Setting up a reproducible data analysis workflow in R

Zip of files referred to in this walkthrough

The goal of reproducible data analysis is to tie specific instructions to data analysis and experimental data so that scholarship can be recreated, better understood and verified.

For journalists

  • Builds trust among readers
  • Enhances transparency
  • Simplifies peer review
  • Promotes community

Thanks

These are all things I picked up from browsing other presentations and repos.

Much thanks to Jenny Bryan and Joris Muller from whom I cobbled many of these ideas and practices from.

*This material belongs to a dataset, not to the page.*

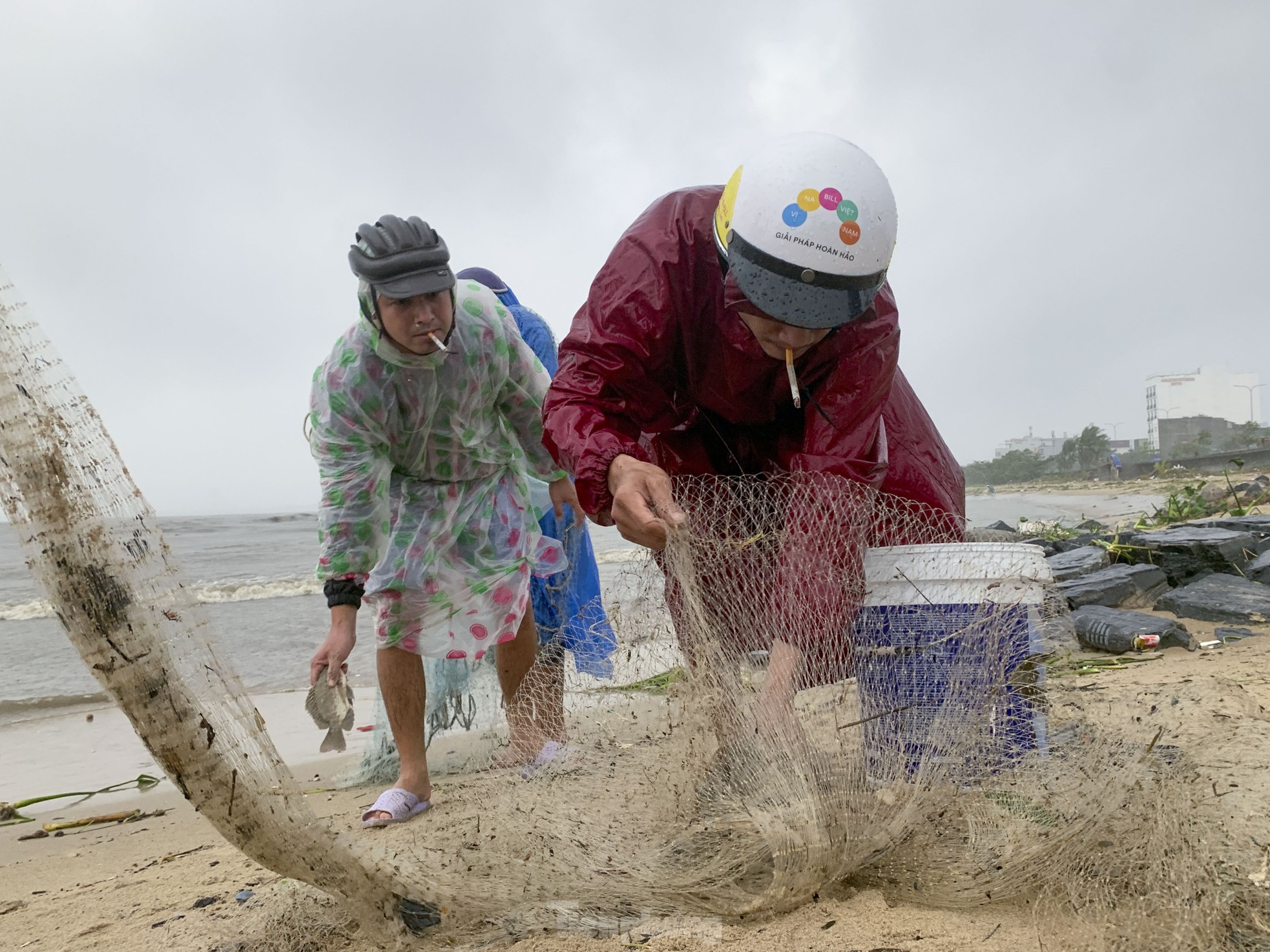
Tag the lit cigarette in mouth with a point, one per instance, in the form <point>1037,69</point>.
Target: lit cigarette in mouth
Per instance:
<point>789,369</point>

Also to BuzzFeed, FiveThirtyEight, ProPublica, Chicago Tribune, Los Angeles Times, and TrendCT.org

Purpose

Why a clear data analysis workflow

  • Check analysis and track errors (?)
  • Share results with colleagues for stories or editing
  • Send methodology to sources for bullet-proofing
  • To easily adjust when presented with new data
  • Easily switch between work environments (desktop and laptop)
  • Scavenge and repurpose code in future projects

Constraints

  • Workflow has to be platform agnostic
  • Easy to deploy for yourself and others
  • Free open source software
  • Input has to be real raw data in whatever format it is (and wherever it is)
  • But have a backup for when internet is not accessible
  • Output has to work – whether html, PDF, or web app
  • IDE agnostic (be able to run it from a command line without Rstudio)

Four components

  1. Software
  • R
  • Rstudio
  • Git for version control
  1. Clear file organization
  2. One R script to pull it all together
  3. Hosting the html output internally or publicly with Github pages

Use projects to organize

Do not dump your scripts into a folder

One folder per project

  • RStudio project
  • Git repo
  • Can run parallel projects

Use portable file paths

DO NOT USE setwd()

  • Try the here package.
library(here)
#> here() starts at /Users/IRE/Projects/NICAR/2018/workflow
here()
#> [1] "/Users/IRE/Projects/NICAR/2018/workflow"
here("Test", "Folder", "text.txt")
#> [1] "/Users/IRE/Projects/NICAR/2018/workflow/Test/Folder/test.txt"
cat(readLines(here("Test", "Folder", "text.txt")))
#> You found the text file nested in these subdirectories!

Files organization

At minimum

name_of_project
|--data
    |--2017report.csv
    |--2016report.pdf
    |--summary2016_2017.csv
|--docs
    |--01-analysis.Rmd
    |--01-analysis.html
|--scripts
    |--exploratory_analysis.R
|--name_of_project.Rproj
|--run_all.R

Optimal

name_of_project
|--raw_data
    |--WhateverData.xlsx
    |--2017report.csv
    |--2016report.pdf
|--output_data
    |--summary2016_2017.csv
|--rmd
    |--01-analysis.Rmd
|--docs
    |--01-analysis.html
    |--01-analysis.pdf
    |--02-deeper.html
    |--02-deeper.pdf
|--scripts
    |--exploratory_analysis.R
    |--pdf_scraper.R
|--name_of_project.Rproj
|--run_all.R

Creating folder shortcut

folder_names <- c("raw_data", "output_data", "rmd", "docs", "scripts")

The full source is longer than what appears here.